The bad guy seems fun, but the leading man really drives home how much money TV wasted on male leads in those days, when they could have hired a mahogany armoire for the same job.
I watched the show on its first run, and it was full of unexpected delights, like the great Dr. Loveless, my favorite villain, as well.
Eh, he was more lively in other scenes. As I recall, Conrad tended to play these in-the-villains-clutches scenes kind of subdued. I look at it as him trying to get them off their guard.
Like James Bond, West was one of those male leads that served largely as a blank template for the (mostly young male) audience to imagine themselves filling. So his job wasn’t to demonstrate a full-fledged personality, it was to exhibit cool confidence while he punched the bad guys and kissed the ladies and escaped diabolical traps.
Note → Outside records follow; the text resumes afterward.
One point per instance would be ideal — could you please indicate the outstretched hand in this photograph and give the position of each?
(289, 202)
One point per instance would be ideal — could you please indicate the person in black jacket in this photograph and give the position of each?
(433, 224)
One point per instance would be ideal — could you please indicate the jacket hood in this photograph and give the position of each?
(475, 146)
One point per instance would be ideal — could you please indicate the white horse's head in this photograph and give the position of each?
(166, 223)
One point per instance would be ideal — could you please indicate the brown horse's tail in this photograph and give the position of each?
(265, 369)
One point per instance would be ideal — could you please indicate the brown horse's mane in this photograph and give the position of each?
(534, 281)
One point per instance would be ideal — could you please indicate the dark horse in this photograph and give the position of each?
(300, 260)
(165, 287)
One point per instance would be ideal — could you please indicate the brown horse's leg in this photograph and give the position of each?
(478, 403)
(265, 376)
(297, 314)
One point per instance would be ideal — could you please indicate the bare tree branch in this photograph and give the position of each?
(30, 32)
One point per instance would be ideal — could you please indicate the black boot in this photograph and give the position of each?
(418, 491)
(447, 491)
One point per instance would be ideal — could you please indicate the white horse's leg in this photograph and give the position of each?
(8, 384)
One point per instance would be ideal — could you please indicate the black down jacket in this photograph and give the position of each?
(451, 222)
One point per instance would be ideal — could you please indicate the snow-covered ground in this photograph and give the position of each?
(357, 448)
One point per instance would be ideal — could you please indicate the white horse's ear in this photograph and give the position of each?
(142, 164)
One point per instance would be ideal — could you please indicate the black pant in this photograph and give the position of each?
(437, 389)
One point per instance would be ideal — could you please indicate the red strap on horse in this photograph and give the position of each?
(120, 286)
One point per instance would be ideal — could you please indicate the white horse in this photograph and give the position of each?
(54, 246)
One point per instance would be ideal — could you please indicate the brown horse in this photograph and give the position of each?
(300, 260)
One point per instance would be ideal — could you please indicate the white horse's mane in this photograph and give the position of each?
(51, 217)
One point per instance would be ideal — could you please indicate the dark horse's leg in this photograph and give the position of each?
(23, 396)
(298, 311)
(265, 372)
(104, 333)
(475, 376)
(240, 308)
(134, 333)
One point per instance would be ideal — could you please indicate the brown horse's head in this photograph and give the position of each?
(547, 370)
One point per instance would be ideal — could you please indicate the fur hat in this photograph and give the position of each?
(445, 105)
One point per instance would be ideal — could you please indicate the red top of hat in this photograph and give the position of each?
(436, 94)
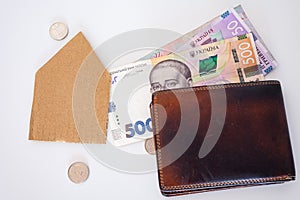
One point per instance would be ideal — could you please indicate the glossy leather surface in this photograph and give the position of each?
(248, 141)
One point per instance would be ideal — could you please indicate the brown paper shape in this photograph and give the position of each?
(71, 96)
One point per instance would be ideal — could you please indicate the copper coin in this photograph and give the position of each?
(78, 172)
(58, 31)
(149, 146)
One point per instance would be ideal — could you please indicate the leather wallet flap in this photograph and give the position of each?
(221, 136)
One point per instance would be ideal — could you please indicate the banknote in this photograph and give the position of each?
(231, 23)
(226, 61)
(267, 60)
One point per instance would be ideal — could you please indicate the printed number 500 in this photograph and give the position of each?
(139, 128)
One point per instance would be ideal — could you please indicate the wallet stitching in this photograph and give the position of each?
(213, 87)
(212, 184)
(228, 183)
That’s why boys spent years pretending to be the Lone Ranger or Indiana Jones or Tarzan, but almost nobody ever pretended to be Hercule Poirot or Jonathan Harker or Adrian Monk. The more specific the personality quirks, the harder it is to imagine oneself filling the role.
But some of us did.
That was a fun clip and Michael Dunn did an impressive job of acting. I don’t think I’ve ever seen the show; either it wasn’t played in syndication in Detroit when I was a kid or I was watching something else on another channel when it was.
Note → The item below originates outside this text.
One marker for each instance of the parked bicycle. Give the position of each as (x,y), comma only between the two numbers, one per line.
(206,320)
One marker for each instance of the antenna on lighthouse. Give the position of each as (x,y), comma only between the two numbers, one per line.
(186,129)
Also, it’s kind of depressing that he was only a few years older than my dad and died when I was seven.
He did a lot of his own stunts, and the fight scenes were much better compared to what else was on TV (or in movies) at the time. I like Shatner and Adam West, for who they are, but Conrad’s fight scenes are an order of magnitude better. He could also touch his toes the hard way, starting hanging upside down, then doing a sit-up to get at his ankles to untie himself.
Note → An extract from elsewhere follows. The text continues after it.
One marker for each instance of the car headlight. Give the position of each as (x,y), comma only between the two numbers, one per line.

Is that a young Richard Kiel sitting next to the harp?
Yes it is.
It was faux Western steampunk genre TV before that was a thing. It’s not really that much of a thing now. If for whatever reason you find yourself indoors a lot, might be worth a sampling, if not a binge. A group of friends used to RPG in a campaign loosely based on the milieu. For the life of me, can’t remember which gaming system we used.